The declarations are far from harmless, says Brase.

“Taxpayer dollars continue to be spent on unnecessary programs that are harmful to the American people and to American business,” said Brase. “Under these declarations, the emergency use authorizations for COVID shots, including untested booster shots, have continued to advance injection mandates in places of employment. People are forced to choose between a job they want and a jab that could harm them, potentially for life.”

Fear Factor

Though thousands of Omicron cases continue to be registered daily, symptoms and death rates have significantly decreased and treatment options continue to improve.

“Currently the dominant variant, Omicron, is very mild for most people, even those in high-risk categories,” said Paul Alexander, Ph.D., a consulting researcher in evidence-based medicine, research methodology, and clinical epidemiology. “It is appearing to be less severe than the seasonal flu in general, with effective therapeutic treatments available.”

Alexander says there is no case for a state of emergency at this point.

“It cannot be justified by fears of a hypothetical recurrence of some more severe infection at some unknown hypothetical point in the future,” said Alexander. “We just cannot operate public health policy this way. If a novel severe strain or variant were to occur, and it seems unlikely from Omicron, then that would be the time we discuss a declaration of emergency. Not now. It is done, it is over, and it is time we let Americans go back to normal life.”

Health Worker Crisis

With so many resources still directed at the waning threat of COVID, several immediate health crises loom, not the least of which has been a shortage of health care workers.

During the emergency, hospitals laid off nurses and health care workers who chose not to receive COVID-19 inoculations. The vaccine mandates were a mistake, says Alexander.

“The data clearly showed very early on after COVID vaccine rollout that there was no difference in terms of viral load between a vaccinated and an unvaccinated person,” said Alexander. “Thus, the policy was punitive and nonsensical, and not just for nurses but for all employees subjected to it, without any scientific basis. Hospitals and workplaces should take these employees back and pay them all lost wages.”
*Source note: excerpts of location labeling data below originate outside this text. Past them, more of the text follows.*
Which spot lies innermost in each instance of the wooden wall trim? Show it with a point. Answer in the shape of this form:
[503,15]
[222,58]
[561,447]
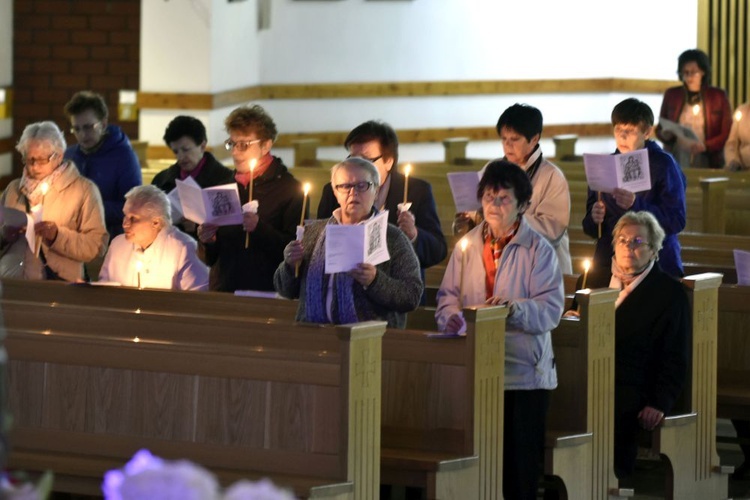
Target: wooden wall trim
[414,136]
[162,100]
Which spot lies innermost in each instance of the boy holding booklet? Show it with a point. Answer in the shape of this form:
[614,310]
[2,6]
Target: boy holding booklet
[632,121]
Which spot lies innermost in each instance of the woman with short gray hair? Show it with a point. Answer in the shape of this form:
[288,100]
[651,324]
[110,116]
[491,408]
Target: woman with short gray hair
[152,253]
[67,210]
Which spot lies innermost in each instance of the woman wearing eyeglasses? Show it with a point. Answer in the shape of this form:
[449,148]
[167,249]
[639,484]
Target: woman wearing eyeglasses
[67,209]
[386,291]
[701,109]
[507,262]
[651,333]
[244,257]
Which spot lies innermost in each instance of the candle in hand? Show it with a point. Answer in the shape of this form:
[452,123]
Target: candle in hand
[464,244]
[306,190]
[586,266]
[138,267]
[253,163]
[407,171]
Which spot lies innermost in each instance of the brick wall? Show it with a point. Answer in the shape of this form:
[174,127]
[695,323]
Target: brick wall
[63,46]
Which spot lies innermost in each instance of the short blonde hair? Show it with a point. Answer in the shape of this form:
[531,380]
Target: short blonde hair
[646,219]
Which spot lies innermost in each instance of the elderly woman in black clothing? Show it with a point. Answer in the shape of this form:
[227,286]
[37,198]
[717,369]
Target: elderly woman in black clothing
[652,326]
[386,291]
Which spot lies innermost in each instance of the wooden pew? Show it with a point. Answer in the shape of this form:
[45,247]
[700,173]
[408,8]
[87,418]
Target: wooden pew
[442,437]
[687,439]
[733,360]
[88,390]
[579,453]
The U.S Bureau of Labor Statistics says the nation will need 275,000 more nurses by 2030.

Pandemic Pivot

While the argument continues to be made to lift the national public health emergency, the pandemic itself seems to have created two new crises, says Joel Hirschhorn, the editor of the Pandemic Blunder newsletter and author of the book by the same title.
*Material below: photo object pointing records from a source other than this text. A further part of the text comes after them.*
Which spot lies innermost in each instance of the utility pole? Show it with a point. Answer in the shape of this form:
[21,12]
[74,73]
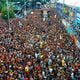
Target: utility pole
[9,27]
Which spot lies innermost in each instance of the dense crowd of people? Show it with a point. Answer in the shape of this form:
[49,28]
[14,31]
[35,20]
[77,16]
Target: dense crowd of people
[37,49]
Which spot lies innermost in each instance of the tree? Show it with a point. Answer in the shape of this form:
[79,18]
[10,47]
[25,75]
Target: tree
[7,13]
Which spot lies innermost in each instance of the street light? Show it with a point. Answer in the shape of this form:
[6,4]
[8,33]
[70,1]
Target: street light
[8,11]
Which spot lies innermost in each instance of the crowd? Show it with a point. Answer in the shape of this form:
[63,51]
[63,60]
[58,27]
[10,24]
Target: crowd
[34,49]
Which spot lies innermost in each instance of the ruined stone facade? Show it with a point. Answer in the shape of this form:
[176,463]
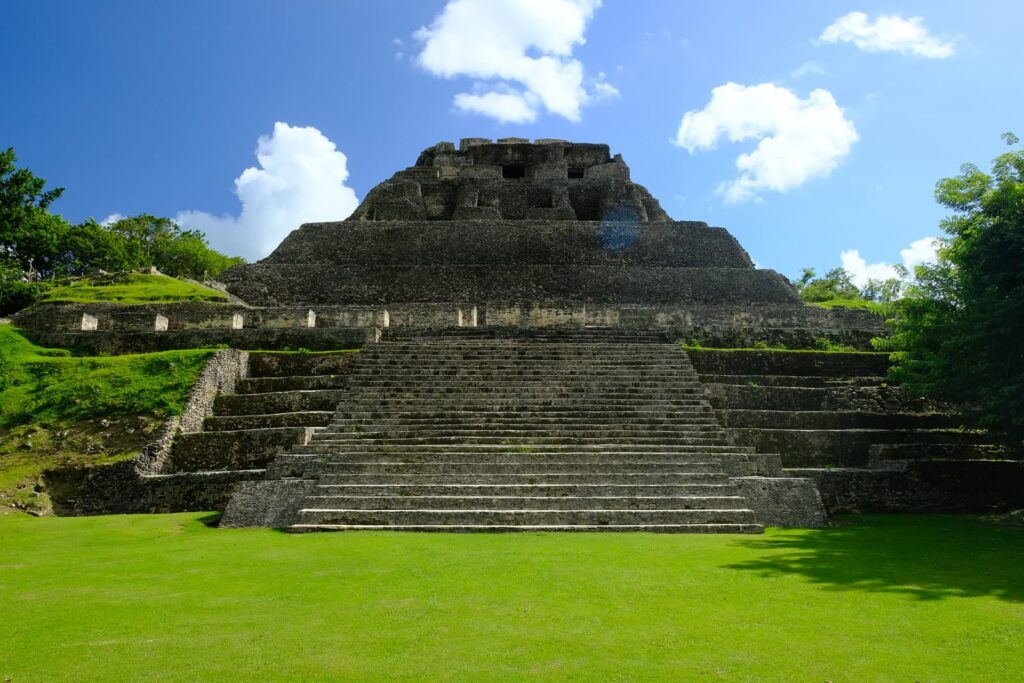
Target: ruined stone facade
[512,221]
“The pandemic has shifted gears in that we have millions of people now with what we call ‘long COVID. That is a very serious medical condition with 20 to 30 common symptoms and few doctors know how to deal with it,” said Hirshhorn on The Heartland Daily Podcast on October 4.

Hirschhorn says ‘Long COVID’ can show up weeks or months after infection and may affect as many as 20 percent of patients.
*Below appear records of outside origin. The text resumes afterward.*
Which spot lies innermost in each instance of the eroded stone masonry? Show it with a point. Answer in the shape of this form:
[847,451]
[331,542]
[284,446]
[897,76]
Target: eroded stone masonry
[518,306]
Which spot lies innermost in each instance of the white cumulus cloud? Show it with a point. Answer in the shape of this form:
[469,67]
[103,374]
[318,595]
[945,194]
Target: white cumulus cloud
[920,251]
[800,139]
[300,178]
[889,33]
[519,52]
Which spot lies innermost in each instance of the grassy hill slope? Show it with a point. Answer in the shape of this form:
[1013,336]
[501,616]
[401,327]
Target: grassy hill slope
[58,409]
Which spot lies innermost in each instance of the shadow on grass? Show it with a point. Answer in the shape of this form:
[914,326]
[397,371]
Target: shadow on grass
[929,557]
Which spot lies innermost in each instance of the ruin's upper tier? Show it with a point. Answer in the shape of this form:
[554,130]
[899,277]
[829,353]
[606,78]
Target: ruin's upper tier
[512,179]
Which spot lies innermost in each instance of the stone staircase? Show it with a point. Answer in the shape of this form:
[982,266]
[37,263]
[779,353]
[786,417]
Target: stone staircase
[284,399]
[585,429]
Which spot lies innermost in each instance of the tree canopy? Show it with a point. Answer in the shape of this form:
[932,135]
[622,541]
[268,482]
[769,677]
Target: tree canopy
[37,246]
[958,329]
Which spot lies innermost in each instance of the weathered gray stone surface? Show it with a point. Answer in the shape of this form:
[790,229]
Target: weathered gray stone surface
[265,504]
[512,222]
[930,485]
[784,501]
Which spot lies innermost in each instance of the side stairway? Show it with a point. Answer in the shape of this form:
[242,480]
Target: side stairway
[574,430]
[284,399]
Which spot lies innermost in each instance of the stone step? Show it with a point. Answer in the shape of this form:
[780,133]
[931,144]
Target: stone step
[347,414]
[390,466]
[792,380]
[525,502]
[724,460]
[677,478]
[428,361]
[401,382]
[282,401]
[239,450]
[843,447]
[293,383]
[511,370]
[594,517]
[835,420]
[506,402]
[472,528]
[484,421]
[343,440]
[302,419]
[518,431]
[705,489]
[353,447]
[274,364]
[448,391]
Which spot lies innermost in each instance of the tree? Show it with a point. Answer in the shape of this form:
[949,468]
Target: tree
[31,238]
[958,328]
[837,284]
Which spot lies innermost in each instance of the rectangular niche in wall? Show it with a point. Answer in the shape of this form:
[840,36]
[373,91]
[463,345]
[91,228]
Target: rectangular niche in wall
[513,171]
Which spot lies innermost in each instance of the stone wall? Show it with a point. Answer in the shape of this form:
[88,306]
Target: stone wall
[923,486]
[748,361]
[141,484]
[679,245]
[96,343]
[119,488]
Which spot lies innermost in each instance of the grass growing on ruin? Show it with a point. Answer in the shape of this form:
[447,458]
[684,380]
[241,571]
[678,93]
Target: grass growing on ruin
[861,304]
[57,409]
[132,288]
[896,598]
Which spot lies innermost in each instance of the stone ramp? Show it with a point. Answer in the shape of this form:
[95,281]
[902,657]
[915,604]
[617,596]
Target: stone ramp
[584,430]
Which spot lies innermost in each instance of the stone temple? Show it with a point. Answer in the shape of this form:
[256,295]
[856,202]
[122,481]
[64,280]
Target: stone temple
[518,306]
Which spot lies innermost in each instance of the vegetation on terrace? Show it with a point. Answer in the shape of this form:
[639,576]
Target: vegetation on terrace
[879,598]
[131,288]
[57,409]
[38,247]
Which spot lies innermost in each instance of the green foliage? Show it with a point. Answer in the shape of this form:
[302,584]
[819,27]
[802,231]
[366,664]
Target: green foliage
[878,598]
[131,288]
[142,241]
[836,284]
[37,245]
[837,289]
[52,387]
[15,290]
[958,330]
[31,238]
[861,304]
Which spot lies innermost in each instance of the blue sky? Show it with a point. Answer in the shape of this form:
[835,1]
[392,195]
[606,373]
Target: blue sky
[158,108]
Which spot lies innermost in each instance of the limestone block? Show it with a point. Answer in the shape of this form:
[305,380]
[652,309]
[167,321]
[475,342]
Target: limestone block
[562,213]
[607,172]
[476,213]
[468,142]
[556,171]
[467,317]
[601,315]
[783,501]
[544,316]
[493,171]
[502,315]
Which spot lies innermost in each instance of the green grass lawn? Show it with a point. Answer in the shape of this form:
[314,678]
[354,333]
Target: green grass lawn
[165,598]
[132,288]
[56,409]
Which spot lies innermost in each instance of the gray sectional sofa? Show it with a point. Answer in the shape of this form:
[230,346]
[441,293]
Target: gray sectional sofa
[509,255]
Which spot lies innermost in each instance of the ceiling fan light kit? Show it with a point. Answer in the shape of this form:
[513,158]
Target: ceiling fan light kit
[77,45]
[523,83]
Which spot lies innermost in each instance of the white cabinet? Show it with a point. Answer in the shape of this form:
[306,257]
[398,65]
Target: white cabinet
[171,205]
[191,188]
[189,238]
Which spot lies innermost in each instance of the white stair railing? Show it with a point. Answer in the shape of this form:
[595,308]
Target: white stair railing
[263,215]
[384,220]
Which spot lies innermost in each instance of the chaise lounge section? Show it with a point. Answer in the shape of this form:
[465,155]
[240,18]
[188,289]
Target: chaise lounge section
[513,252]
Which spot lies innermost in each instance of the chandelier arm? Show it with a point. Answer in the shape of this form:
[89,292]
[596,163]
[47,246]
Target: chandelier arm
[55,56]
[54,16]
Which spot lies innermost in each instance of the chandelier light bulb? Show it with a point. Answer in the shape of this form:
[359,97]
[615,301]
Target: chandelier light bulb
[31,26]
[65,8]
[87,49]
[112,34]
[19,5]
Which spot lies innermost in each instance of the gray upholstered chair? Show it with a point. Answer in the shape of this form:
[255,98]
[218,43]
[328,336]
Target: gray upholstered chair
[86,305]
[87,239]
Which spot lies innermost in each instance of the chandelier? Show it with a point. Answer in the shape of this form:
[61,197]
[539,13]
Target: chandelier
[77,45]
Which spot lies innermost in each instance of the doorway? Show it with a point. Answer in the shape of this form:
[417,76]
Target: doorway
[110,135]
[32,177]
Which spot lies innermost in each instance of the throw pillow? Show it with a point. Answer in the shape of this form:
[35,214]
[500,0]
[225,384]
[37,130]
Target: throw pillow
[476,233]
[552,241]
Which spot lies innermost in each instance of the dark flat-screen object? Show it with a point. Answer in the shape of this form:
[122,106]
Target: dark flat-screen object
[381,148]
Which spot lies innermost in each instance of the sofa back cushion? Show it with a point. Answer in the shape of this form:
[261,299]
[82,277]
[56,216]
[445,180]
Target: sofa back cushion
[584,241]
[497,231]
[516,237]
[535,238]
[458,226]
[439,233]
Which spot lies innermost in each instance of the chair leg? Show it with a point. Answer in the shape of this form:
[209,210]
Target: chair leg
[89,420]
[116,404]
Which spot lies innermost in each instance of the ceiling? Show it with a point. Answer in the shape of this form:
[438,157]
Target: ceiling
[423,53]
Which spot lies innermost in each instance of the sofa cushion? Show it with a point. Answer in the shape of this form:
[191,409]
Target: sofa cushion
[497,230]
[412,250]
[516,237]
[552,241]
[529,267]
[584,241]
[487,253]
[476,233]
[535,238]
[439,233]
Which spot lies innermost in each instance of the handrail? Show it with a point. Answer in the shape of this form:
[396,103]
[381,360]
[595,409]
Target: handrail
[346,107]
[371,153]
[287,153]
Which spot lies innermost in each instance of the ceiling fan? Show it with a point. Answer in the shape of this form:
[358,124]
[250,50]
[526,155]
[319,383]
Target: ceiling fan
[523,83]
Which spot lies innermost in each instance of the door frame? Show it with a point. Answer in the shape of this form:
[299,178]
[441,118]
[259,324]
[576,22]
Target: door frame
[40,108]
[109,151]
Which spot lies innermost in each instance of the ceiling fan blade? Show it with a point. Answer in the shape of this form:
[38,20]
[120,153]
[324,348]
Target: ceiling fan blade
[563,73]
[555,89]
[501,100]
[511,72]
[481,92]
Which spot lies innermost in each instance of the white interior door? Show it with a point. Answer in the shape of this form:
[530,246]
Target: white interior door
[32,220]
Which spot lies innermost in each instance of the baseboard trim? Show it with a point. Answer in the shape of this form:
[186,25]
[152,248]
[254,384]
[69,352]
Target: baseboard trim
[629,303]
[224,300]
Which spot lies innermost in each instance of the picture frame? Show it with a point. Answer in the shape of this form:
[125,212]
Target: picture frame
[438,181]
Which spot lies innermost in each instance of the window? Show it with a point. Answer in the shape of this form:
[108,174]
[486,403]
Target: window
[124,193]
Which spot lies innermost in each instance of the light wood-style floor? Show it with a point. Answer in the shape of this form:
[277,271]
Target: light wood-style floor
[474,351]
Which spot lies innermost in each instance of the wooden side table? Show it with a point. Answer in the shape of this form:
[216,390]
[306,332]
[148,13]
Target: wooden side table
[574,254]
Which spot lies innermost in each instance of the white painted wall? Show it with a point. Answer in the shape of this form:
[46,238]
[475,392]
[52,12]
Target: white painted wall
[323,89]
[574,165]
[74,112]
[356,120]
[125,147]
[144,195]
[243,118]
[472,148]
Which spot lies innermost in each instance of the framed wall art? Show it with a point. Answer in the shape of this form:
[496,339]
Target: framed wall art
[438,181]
The other crisis deals with the impact of the vaccines which can impact the immune systems and damage blood, says Hirschhorn.

“Those factors explain why some people have died within days of the shots, but the data also show people are dying on average about five months after their last shot,” said Hirshhorn.

 

Ashley Bateman (bateman.ae@googlemail.com) writes from Virginia.

AnneMarie Schieber, the managing editor of Health Care News, contributed to this article.

 

This article was updated on October 5, 2022.